Angka-angka yang begitu indah, beterbangan di kepalaku. Aku akhirnya bebas! Bebas bermain dengan angka! Angka yang begitu menenangkanku, bagaikan sebuah selimut lembut yang menghangatkan tubuh dingin di malam musim gugur.

Profesor tua baik hati yang menjadi pembimbingku mengusulkan sebuah IQ tes untukku saat aku berhasil mengalahkan komputer dalam kecepatan berhitung rumus rumit yang membuat sang profesor sendiri mual-mual.

Aku, ternyata, memiliki IQ yang sangat tinggi, dan karena cara berpikirku yang memang berbeda dari banyak orang, akupun selalu kelihatan aneh dalam pergaulan.

Seandainya teman-temanku waktu kecil mengerti itu. Seandainya…

Sekarang, aku bekerja di sebuah observatorium luar angkasa, dengan teleskop-teleskop besar nan canggih.

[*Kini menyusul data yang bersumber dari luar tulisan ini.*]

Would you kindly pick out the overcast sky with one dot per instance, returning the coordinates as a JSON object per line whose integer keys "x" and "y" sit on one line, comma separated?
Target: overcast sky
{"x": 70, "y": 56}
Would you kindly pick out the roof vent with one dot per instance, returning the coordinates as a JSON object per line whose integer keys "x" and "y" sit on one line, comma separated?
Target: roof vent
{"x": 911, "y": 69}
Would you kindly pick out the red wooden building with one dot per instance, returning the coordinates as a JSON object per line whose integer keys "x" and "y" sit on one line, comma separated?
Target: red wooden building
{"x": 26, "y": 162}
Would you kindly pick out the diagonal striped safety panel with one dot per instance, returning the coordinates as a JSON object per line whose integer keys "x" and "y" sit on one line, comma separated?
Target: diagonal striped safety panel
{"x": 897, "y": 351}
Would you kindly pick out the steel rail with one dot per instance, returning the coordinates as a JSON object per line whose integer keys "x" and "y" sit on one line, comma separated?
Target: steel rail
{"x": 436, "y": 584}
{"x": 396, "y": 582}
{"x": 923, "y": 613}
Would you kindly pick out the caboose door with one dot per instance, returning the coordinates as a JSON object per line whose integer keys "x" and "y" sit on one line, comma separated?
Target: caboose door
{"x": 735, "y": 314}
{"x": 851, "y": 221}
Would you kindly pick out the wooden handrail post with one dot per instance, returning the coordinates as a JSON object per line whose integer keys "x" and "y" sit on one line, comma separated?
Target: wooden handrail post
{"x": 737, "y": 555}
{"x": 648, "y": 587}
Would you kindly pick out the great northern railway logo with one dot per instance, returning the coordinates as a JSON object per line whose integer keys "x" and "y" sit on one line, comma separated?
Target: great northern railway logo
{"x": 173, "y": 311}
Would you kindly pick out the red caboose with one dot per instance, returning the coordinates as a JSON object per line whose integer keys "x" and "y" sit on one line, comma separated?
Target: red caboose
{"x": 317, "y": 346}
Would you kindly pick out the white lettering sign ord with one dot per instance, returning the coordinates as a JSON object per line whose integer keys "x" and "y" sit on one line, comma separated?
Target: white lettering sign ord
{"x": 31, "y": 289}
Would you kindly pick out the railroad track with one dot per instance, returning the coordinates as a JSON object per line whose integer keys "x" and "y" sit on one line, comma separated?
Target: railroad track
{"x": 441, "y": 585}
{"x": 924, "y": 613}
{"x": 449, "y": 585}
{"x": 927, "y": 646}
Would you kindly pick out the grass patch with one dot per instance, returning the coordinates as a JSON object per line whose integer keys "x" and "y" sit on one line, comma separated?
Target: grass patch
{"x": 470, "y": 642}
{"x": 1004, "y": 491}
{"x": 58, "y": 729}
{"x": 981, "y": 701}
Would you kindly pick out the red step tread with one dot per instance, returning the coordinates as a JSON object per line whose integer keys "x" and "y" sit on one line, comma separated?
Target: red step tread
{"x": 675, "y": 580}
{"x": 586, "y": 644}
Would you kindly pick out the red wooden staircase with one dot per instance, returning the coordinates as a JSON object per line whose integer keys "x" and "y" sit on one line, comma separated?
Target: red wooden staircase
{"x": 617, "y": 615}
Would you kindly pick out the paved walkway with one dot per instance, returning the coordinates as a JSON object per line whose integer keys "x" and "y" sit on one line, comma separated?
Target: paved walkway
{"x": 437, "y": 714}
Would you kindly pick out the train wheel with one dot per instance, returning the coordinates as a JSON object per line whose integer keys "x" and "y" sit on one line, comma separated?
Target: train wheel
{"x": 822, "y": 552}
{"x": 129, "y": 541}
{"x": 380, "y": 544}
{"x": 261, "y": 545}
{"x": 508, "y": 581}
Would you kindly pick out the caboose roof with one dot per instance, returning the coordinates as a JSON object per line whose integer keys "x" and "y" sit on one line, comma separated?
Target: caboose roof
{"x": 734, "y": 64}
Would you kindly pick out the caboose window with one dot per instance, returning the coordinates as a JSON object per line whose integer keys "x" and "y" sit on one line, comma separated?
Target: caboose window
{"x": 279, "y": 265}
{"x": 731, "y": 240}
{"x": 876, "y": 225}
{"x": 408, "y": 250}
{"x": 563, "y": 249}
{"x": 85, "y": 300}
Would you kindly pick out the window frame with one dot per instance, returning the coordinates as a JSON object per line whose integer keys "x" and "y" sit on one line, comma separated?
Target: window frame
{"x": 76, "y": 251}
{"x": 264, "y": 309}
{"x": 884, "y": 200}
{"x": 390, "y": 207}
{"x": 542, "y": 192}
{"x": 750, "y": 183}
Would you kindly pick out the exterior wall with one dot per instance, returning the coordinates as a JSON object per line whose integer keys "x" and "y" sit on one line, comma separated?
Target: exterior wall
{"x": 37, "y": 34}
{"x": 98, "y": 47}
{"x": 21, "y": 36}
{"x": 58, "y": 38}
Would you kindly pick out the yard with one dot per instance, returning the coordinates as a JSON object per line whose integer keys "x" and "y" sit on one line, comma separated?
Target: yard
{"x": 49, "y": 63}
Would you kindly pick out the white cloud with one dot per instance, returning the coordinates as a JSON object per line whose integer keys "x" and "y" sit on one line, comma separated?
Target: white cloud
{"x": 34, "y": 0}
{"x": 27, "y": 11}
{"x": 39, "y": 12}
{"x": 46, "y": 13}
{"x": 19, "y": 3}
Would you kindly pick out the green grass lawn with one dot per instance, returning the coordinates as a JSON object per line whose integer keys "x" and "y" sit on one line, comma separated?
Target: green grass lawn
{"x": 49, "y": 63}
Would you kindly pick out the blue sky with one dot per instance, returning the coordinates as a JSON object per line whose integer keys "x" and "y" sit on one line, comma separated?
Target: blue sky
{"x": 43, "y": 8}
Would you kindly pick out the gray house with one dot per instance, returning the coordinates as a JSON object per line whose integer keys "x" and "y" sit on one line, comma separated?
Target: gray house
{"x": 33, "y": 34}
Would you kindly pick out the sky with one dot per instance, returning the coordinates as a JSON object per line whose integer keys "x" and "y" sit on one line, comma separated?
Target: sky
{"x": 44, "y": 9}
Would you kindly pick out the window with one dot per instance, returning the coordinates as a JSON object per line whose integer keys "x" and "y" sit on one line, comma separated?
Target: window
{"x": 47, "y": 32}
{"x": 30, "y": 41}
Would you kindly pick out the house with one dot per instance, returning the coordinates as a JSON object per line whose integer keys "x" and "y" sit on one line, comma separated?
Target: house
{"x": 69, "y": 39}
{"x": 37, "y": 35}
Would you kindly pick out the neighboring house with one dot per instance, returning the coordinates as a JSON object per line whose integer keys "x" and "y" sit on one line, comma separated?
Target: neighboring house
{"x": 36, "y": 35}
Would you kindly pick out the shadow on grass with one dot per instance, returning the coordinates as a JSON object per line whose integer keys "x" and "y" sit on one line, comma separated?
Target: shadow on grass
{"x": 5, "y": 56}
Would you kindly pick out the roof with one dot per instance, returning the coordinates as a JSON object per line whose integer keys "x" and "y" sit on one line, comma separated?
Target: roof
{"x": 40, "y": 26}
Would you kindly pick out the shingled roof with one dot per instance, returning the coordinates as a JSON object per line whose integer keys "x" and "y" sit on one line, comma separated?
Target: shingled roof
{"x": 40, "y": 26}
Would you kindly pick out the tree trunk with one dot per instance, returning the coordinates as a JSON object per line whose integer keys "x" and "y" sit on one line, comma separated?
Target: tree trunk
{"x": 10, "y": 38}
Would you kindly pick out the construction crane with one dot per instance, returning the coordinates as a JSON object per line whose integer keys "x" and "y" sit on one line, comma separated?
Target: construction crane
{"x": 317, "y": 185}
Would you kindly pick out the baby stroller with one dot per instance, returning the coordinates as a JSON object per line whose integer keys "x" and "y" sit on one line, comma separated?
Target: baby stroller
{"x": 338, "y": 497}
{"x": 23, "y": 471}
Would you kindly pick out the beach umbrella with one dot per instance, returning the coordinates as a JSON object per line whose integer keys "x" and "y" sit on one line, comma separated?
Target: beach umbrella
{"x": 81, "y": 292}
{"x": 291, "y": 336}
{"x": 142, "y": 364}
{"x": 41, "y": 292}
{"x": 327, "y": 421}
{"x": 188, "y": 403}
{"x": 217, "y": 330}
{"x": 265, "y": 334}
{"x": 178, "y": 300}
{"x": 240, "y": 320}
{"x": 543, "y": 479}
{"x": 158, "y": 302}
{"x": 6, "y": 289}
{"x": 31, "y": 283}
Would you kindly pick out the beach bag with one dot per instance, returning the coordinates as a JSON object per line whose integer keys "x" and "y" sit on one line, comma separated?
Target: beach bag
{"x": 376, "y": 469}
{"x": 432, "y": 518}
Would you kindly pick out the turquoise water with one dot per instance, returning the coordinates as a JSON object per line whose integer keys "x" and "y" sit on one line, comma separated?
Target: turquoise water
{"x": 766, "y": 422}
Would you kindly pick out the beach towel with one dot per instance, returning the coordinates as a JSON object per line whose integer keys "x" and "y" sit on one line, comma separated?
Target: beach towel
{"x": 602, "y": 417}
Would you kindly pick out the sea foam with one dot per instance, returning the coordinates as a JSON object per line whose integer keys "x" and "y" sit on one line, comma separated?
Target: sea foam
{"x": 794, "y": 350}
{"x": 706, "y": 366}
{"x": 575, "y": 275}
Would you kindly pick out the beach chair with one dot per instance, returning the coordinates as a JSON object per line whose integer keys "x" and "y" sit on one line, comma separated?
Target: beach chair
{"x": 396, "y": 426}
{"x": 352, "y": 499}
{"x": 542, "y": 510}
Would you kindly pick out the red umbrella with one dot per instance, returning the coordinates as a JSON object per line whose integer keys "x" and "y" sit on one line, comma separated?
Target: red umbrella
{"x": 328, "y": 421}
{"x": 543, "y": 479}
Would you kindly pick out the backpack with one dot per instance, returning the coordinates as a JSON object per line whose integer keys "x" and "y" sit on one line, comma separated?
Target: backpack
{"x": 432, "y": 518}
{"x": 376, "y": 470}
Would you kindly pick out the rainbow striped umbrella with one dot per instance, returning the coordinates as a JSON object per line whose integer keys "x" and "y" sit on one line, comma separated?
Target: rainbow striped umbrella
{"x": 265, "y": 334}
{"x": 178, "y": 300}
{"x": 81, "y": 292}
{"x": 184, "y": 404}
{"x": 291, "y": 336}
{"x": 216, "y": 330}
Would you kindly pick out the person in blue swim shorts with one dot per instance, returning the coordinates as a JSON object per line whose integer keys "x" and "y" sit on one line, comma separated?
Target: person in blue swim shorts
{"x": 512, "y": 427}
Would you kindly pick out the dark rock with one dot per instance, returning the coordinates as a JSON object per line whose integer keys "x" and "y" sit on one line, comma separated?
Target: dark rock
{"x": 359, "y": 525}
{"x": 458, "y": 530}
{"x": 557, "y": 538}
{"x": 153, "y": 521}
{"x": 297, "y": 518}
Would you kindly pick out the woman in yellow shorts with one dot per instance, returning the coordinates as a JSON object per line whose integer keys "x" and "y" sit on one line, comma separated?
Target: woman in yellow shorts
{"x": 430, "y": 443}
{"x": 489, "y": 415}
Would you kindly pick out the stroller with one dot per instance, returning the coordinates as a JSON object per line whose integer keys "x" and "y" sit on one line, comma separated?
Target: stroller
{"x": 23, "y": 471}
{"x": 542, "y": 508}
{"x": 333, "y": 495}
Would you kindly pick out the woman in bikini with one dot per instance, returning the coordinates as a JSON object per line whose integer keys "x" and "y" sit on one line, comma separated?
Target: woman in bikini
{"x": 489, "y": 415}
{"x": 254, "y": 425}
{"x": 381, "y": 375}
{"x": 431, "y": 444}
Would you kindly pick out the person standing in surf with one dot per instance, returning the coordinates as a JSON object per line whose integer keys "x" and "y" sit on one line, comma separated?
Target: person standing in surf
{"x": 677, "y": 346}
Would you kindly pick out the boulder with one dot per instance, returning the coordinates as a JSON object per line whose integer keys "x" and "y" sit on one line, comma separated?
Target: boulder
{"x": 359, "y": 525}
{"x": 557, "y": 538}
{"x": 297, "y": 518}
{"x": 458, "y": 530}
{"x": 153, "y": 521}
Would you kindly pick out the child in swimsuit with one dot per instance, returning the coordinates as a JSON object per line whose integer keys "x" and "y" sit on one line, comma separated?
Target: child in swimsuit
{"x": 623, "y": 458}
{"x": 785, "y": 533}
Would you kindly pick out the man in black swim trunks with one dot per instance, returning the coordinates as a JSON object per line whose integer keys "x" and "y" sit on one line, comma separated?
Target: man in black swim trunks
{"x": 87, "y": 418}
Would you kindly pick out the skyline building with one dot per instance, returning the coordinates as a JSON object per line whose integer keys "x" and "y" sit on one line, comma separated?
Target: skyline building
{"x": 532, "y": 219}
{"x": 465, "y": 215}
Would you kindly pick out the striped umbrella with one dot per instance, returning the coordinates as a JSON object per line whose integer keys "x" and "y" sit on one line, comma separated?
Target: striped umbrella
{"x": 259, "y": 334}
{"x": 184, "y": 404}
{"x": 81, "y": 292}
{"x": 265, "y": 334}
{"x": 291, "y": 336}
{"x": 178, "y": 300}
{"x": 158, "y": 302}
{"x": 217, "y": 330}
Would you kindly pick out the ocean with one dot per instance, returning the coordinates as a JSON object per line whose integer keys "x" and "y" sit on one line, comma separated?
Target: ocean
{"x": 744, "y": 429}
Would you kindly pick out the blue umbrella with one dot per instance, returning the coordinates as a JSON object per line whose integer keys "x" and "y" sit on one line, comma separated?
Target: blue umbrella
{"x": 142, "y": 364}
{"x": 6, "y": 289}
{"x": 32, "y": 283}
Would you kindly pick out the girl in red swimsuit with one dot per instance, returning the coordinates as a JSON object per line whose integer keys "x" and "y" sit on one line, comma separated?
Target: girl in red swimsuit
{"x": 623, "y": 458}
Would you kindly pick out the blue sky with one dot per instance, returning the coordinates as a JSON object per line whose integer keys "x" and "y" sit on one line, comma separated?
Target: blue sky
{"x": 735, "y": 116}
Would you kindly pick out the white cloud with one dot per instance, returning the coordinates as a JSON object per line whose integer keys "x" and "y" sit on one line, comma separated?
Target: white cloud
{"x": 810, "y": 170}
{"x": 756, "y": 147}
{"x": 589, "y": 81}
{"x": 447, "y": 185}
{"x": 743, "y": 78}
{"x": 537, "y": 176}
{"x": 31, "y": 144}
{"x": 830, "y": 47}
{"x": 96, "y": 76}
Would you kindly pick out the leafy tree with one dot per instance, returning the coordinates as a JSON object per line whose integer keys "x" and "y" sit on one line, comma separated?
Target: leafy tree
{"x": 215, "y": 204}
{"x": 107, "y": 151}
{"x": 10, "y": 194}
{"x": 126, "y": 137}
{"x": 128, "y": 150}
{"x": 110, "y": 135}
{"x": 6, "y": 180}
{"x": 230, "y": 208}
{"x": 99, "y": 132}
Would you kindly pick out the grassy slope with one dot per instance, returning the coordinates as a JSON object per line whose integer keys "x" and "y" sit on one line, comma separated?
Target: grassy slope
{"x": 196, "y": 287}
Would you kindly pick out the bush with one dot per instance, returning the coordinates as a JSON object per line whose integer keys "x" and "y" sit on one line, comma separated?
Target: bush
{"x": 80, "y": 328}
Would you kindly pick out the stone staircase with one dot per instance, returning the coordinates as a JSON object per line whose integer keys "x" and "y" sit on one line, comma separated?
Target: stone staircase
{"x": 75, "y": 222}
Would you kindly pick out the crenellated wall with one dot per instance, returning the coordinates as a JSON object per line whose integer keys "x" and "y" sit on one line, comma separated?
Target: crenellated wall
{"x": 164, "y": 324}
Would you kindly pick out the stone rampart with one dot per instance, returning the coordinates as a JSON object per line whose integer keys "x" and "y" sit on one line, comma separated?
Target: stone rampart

Dan nebula, menjadi bagian hidupku. Dengan teleskop-teleskop besar itu, aku mengawasi nebula. Mencatat, menghitung…dan, mencoba mengerti.

Kolegaku memanggilku dengan sebutan Sang Pengawas Nebula.

The Nebula Whisperer.

Aku tidak keberatan.

Dan kau tahu, jutaan bintang-bintang terbentuk setiap hari, nun jauh di jagat raya luar sana, dan, juga di bumi, seandainya engkau mencoba untuk mengerti…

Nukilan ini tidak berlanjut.